В одном из своих ранних романов, «Остров доктора Моро», Герберт Уэллс описал, как дерзкий ученый, проводя операцию на мозге самых свирепых хищных зверей, таких как пантеры, волки и т. д., превратил их в существ, обладающих силой мысли и речи. Ему удается подавить, или, по крайней мере, усыпить на время, их кровожадные инстинкты, но он всегда боится, что они могут быть пробуждены снова, и запрещает животным, на которых он экспериментирует, касаться крови или свежего мяса. Он заботится о том, чтобы не давать никаких причин для этого запрета. Он просто издает его сурово и угрожающе. Это «Закон», неизвестная, необъяснимая, но ужасная сила, которой нужно подчиняться, потому что сопротивление подвергло бы тебя невообразимым, но ужасным бедам. Если искушение нападает на зверей, они бегут от него, шепча испуганно и предупреждающе друг другу: «Закон! Закон!». Уэллс — обученный философ, и часто говорит с иронией. Я проницательно подозреваю, что когда он пишет о таинственном «Законе», который наполняет получеловеческих хищных зверей доктора Моро суеверным ужасом, он подшучивает над «категорическим императивом» Канта.

Великая логическая ошибка в моральной философии Канта заключается в том, что он мыслит мораль как социальное или коллективное явление, и все же определяет ее как индивидуальное. Согласно Канту, категорический императив существует внутри нас. Он так же неизменен, как звездное небо над нами. Он дает нам критерий, по которому можно различать добро и зло. Его царство — наше сознание, в котором он живет и правит; он не вводится извне, он не исходит ни из какой силы или условий вне нашей личности. Тем не менее, единственный закон, который этот ультрасубъективный категорический императив навязывает нам, является самым центробежным, какой только можно вообразить: «Поступай только согласно такой максиме, руководствуясь которой ты в то же время можешь пожелать, чтобы она стала всеобщим законом». Следовательно, наше действие предназначено произвести эффект на окружающий нас мир. То, что оно «должно стать всеобщим законом», может, конечно, означать только то, что оно должно стать всеобщим законом человеческого общества, ибо Кант не мог стремиться заставить категорический императив навязывать законы звездам на их путях. Наш моральный закон, поскольку он применяется к нашим действиям, имеет дело с обществом. Когда мы формулируем его в своих умах, мы связываем его с самого начала с понятием общества, к которому он должен быть применен. Было бы логично сказать: «Твой стандарт поведения должен быть тем, что общество признает своим всеобщим законом». Но Кант ставит телегу впереди лошади и говорит, напротив: «Максимы, на которых основано твое действие, должны по твоей воле стать всеобщим законом общества».

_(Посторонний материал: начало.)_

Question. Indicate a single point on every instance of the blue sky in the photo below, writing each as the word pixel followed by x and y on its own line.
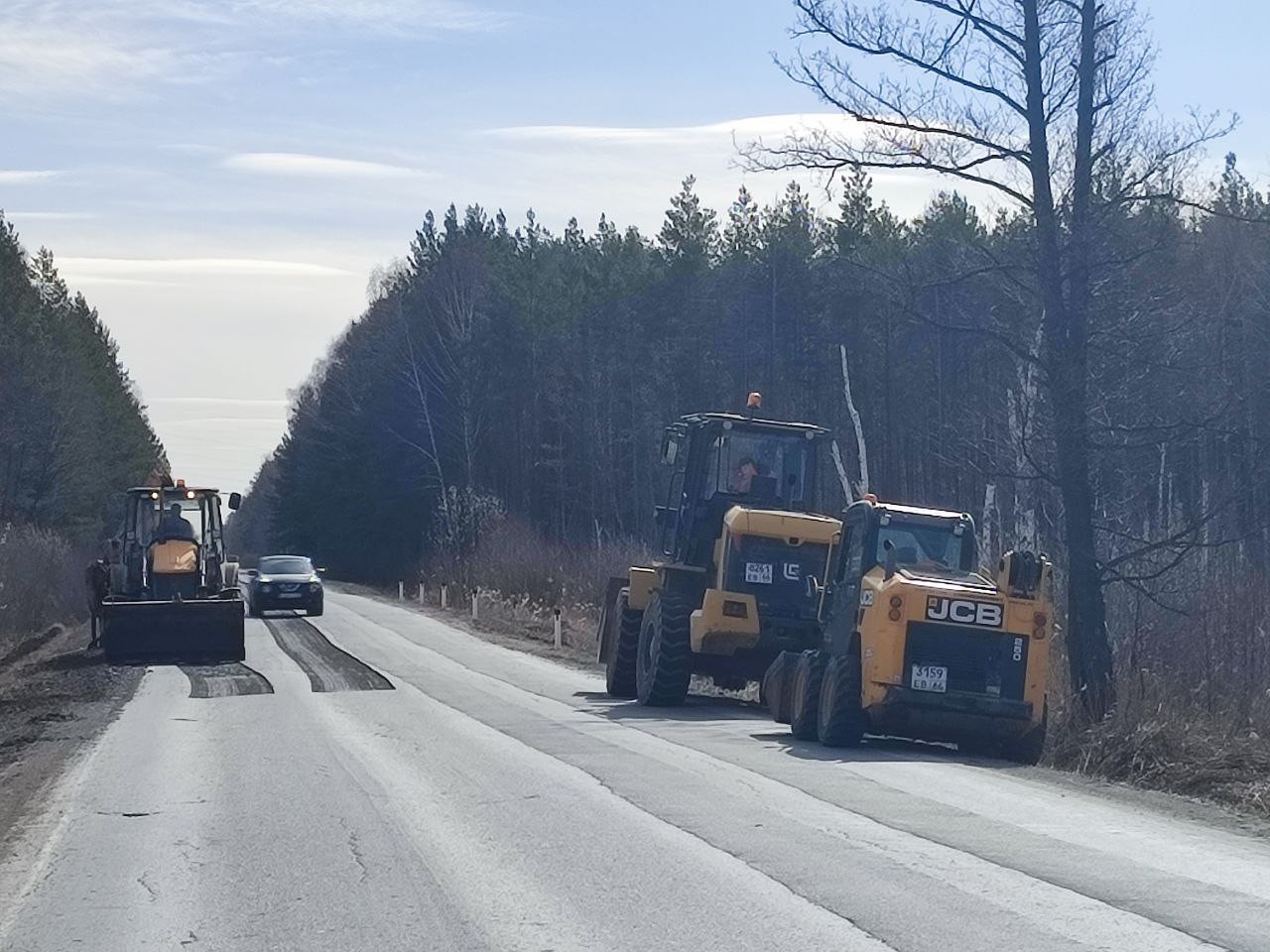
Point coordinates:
pixel 234 169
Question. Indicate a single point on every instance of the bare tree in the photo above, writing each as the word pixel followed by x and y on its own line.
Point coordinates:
pixel 1047 103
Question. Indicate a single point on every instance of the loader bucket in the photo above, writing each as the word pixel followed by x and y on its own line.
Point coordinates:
pixel 194 630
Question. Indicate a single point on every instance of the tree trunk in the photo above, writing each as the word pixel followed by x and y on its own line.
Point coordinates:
pixel 1066 340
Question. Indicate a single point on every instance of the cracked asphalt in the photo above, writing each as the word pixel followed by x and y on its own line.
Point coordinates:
pixel 494 800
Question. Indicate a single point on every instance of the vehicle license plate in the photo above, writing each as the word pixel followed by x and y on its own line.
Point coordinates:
pixel 758 572
pixel 930 676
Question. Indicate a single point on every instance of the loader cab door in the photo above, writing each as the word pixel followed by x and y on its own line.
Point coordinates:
pixel 676 449
pixel 849 567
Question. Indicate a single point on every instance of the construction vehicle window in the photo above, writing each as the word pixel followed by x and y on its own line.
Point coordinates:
pixel 920 544
pixel 157 521
pixel 758 465
pixel 286 565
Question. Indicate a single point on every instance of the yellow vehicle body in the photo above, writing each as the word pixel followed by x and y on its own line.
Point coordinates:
pixel 888 655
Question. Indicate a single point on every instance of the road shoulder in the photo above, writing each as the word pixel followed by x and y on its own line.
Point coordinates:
pixel 55 699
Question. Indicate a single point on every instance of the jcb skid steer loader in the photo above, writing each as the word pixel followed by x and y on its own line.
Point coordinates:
pixel 739 546
pixel 917 643
pixel 173 590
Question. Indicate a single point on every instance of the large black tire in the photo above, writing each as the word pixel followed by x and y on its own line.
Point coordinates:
pixel 842 719
pixel 663 664
pixel 1029 748
pixel 620 666
pixel 776 687
pixel 806 701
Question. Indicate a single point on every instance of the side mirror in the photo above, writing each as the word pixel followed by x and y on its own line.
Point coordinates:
pixel 670 448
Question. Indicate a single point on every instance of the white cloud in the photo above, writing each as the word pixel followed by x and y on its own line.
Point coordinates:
pixel 107 49
pixel 300 164
pixel 23 177
pixel 743 130
pixel 48 216
pixel 79 270
pixel 39 60
pixel 384 14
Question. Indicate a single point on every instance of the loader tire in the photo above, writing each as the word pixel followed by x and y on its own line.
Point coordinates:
pixel 842 719
pixel 620 666
pixel 663 664
pixel 776 687
pixel 1028 748
pixel 806 699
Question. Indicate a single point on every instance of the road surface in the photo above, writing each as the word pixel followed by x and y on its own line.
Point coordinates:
pixel 386 782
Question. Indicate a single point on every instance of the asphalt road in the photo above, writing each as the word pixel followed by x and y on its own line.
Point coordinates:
pixel 398 784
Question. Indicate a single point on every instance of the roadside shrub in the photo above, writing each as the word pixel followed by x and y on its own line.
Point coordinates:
pixel 41 581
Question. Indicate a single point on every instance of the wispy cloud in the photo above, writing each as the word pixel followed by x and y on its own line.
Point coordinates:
pixel 48 216
pixel 447 16
pixel 743 128
pixel 22 177
pixel 300 164
pixel 123 268
pixel 107 49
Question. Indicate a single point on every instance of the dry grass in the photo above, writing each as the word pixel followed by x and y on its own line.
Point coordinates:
pixel 1173 749
pixel 41 583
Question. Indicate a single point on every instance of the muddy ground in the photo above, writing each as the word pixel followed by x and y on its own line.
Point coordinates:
pixel 55 698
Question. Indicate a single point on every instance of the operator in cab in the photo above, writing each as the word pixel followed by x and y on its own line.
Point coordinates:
pixel 175 526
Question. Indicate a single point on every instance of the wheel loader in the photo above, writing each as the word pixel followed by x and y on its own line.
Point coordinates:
pixel 738 547
pixel 172 589
pixel 919 643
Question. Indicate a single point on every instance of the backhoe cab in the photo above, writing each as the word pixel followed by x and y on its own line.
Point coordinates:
pixel 738 547
pixel 173 590
pixel 919 643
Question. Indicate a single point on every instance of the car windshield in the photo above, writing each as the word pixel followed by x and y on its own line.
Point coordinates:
pixel 758 463
pixel 286 565
pixel 921 543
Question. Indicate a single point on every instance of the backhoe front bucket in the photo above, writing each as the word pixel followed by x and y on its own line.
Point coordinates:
pixel 195 630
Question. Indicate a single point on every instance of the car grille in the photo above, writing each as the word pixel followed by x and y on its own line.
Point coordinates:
pixel 978 661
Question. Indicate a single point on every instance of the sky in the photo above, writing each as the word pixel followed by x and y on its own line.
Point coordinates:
pixel 220 177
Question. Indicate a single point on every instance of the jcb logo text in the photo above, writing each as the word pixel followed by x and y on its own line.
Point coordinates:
pixel 962 611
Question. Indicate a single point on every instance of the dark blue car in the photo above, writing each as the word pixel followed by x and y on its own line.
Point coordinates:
pixel 285 581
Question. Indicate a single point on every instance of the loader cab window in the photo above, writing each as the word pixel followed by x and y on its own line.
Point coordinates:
pixel 921 542
pixel 772 467
pixel 153 509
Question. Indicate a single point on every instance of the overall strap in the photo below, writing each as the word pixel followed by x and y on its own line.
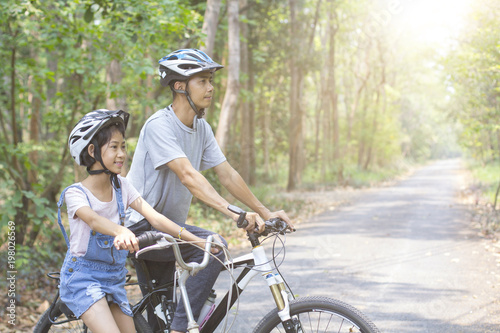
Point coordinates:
pixel 59 205
pixel 121 208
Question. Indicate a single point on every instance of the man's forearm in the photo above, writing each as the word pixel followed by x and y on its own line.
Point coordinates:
pixel 199 186
pixel 235 184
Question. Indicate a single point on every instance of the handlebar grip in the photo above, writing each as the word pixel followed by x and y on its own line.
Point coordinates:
pixel 148 238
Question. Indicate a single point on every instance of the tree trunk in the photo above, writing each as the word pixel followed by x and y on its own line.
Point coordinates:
pixel 233 85
pixel 247 160
pixel 210 25
pixel 332 93
pixel 295 126
pixel 114 77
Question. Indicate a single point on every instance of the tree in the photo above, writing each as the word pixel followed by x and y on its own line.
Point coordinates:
pixel 233 84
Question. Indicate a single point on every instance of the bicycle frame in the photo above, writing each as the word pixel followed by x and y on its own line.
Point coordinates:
pixel 257 258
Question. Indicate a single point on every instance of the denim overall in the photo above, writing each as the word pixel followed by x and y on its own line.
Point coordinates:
pixel 99 273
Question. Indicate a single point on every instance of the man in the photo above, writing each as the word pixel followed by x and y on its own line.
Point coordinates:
pixel 175 144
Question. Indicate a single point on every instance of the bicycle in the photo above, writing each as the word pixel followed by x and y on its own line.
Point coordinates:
pixel 291 315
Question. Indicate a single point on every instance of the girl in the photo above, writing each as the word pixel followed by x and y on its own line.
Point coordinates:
pixel 93 272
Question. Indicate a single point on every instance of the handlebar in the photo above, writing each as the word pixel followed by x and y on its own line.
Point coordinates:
pixel 155 240
pixel 272 225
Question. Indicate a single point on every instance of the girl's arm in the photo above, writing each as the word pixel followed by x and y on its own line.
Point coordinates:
pixel 124 238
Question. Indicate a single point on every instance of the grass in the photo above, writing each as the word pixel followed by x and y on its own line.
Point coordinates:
pixel 486 178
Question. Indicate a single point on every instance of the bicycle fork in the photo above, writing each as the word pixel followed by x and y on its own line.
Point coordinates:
pixel 277 286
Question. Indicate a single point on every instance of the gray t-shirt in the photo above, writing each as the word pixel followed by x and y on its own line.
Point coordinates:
pixel 162 139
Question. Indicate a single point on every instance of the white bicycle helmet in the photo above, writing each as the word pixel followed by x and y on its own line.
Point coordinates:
pixel 88 126
pixel 181 65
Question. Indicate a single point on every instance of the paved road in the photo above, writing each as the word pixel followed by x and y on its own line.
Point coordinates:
pixel 405 255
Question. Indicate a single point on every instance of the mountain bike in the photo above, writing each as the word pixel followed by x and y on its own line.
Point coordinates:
pixel 291 315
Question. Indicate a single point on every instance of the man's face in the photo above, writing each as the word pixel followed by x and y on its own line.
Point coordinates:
pixel 201 89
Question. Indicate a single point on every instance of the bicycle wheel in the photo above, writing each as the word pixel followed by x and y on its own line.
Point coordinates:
pixel 319 314
pixel 45 325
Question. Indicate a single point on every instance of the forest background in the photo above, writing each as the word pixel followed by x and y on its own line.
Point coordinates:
pixel 314 94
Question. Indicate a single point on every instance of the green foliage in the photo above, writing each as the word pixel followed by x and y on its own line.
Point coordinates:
pixel 473 76
pixel 486 178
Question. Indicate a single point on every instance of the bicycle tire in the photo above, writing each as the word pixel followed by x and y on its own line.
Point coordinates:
pixel 319 314
pixel 45 325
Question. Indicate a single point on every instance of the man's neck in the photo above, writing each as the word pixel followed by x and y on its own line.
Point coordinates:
pixel 184 112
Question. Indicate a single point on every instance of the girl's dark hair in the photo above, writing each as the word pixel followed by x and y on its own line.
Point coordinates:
pixel 100 139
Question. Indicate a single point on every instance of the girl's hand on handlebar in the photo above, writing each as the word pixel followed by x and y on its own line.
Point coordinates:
pixel 255 223
pixel 126 240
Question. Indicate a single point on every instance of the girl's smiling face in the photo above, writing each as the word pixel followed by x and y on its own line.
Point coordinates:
pixel 113 153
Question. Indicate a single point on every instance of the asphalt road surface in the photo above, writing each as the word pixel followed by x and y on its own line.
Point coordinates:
pixel 405 255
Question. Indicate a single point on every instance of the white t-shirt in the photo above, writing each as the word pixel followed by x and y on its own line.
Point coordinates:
pixel 76 199
pixel 164 138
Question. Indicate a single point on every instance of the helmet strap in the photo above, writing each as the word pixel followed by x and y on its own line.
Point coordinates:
pixel 113 177
pixel 199 113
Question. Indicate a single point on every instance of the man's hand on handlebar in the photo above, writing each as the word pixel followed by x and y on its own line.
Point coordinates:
pixel 255 223
pixel 217 244
pixel 283 216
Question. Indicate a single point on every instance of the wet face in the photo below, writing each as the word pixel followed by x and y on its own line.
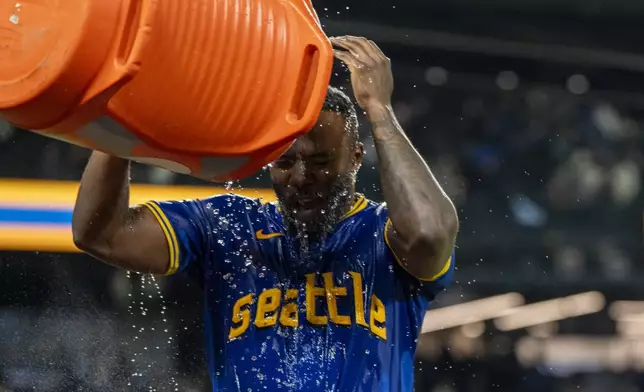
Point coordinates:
pixel 315 179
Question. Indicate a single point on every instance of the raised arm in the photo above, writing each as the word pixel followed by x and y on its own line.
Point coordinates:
pixel 423 225
pixel 106 227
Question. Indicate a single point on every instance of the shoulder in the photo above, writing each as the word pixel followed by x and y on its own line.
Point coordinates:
pixel 373 211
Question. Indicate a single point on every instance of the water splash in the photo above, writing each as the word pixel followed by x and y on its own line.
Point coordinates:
pixel 149 293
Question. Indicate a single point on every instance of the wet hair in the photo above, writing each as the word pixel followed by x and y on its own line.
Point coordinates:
pixel 338 102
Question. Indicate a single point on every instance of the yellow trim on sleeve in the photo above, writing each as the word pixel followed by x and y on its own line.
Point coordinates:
pixel 170 236
pixel 358 206
pixel 442 272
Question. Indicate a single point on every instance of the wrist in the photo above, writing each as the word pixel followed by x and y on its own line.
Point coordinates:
pixel 379 112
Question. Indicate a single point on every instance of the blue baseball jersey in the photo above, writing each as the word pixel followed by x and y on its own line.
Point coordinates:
pixel 340 315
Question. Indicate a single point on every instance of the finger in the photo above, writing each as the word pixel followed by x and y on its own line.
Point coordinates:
pixel 377 50
pixel 347 59
pixel 354 49
pixel 370 50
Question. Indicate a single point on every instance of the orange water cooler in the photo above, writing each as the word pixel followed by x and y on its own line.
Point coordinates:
pixel 212 88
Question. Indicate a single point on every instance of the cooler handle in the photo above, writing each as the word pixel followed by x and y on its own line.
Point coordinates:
pixel 135 25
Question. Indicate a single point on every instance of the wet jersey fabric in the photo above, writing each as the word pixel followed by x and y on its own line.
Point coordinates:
pixel 341 315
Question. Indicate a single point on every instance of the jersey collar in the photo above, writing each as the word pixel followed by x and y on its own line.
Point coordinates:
pixel 359 205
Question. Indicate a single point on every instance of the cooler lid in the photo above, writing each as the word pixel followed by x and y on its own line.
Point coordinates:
pixel 49 52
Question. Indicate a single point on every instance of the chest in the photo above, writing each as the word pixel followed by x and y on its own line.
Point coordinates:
pixel 268 283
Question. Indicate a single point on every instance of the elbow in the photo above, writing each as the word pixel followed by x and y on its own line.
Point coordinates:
pixel 81 240
pixel 86 241
pixel 435 241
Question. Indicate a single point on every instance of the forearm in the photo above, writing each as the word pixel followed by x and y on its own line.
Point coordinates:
pixel 421 213
pixel 102 204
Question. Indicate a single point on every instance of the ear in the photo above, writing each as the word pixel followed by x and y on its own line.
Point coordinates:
pixel 358 154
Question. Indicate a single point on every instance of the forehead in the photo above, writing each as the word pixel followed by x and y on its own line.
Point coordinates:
pixel 327 135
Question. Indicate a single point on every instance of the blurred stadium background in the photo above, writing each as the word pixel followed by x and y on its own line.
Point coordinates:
pixel 530 114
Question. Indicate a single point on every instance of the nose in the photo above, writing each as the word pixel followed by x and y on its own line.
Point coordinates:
pixel 299 175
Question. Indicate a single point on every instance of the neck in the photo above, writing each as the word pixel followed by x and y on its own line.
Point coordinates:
pixel 317 230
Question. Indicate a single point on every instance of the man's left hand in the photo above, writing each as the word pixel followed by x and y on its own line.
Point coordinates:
pixel 371 77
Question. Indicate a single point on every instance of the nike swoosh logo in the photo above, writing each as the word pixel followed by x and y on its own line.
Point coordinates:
pixel 264 236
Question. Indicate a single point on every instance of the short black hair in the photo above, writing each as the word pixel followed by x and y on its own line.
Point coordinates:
pixel 337 101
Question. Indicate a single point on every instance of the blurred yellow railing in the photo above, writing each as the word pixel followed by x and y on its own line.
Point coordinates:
pixel 34 196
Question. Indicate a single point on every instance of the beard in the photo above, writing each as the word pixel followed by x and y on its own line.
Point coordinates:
pixel 339 200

Другие философы избежали этой ошибки. Гегель заявляет: «Идеи долга и добродетели приобретают определенное значение и становятся прямыми представителями всеобщего духа в субъективности, которая знает, что она движима в своей цели всеобщим и осознает, что ее достоинство и ее частные цели основаны на нем, только тогда, когда человек становится членом морального сообщества». Если мы переведем этот ужасно туманный язык Гегеля на простой язык, мы обнаружим, что он означает: «Идеи долга и добродетели приобретают значение только тогда, когда они применяются к действиям совершения и несовершения индивидуального члена сообщества». (Когда Гегель говорит о «моральном сообществе», его использование слова «моральный» недопустимо, ибо он принимает как должное, что значение слова «моральный» определено и ясно понято, тогда как он должен был сначала определить его значение.) Понятия долга и добродетели означают, что индивид, предпринимая действие, думает о сообществе, что уважение к его интересам определяет его, что его действия не приобретают достоинства и ценности, пока его цель не становится интересами сообщества, что эти интересы должны совпадать с интересами индивида, если его действия в его собственных интересах должны заслужить наименования должных и добродетельных. Короче говоря: действовать морально — значит действовать так, чтобы обеспечить благополучие сообщества. Настоящий категорический императив — это социальная совесть.

Фейербах выражает эту мысль ясно и отчетливо, когда говорит: «Не может быть и речи о морали в строгом смысле этого слова, кроме как там, где предметом обсуждения являются отношения человека к человеку, одного лица к другому, меня к тебе».

Недавние современные французские писатели нисколько не сомневаются в значении, подразумеваемом понятием морали. «Мораль, — говорит Литтре, — это вся совокупность правил, которые определяют наше поведение по отношению к другим. Моральное добро — это идеал, который в любой период цивилизации формирует мнения и обычаи в отношении этого поведения; моральное зло — это то, что оскорбляет этот идеал». Это определение очень неполное и слабое, как будет видно в ходе наших замечаний, но в одном пункте оно совершенно ясно: оно рассматривает мораль как социальное явление, оно перефразирует ее как приспособление индивидуального действия к стандарту, установленному сообществом. Вопрос о происхождении и цели этого стандарта остается открытым.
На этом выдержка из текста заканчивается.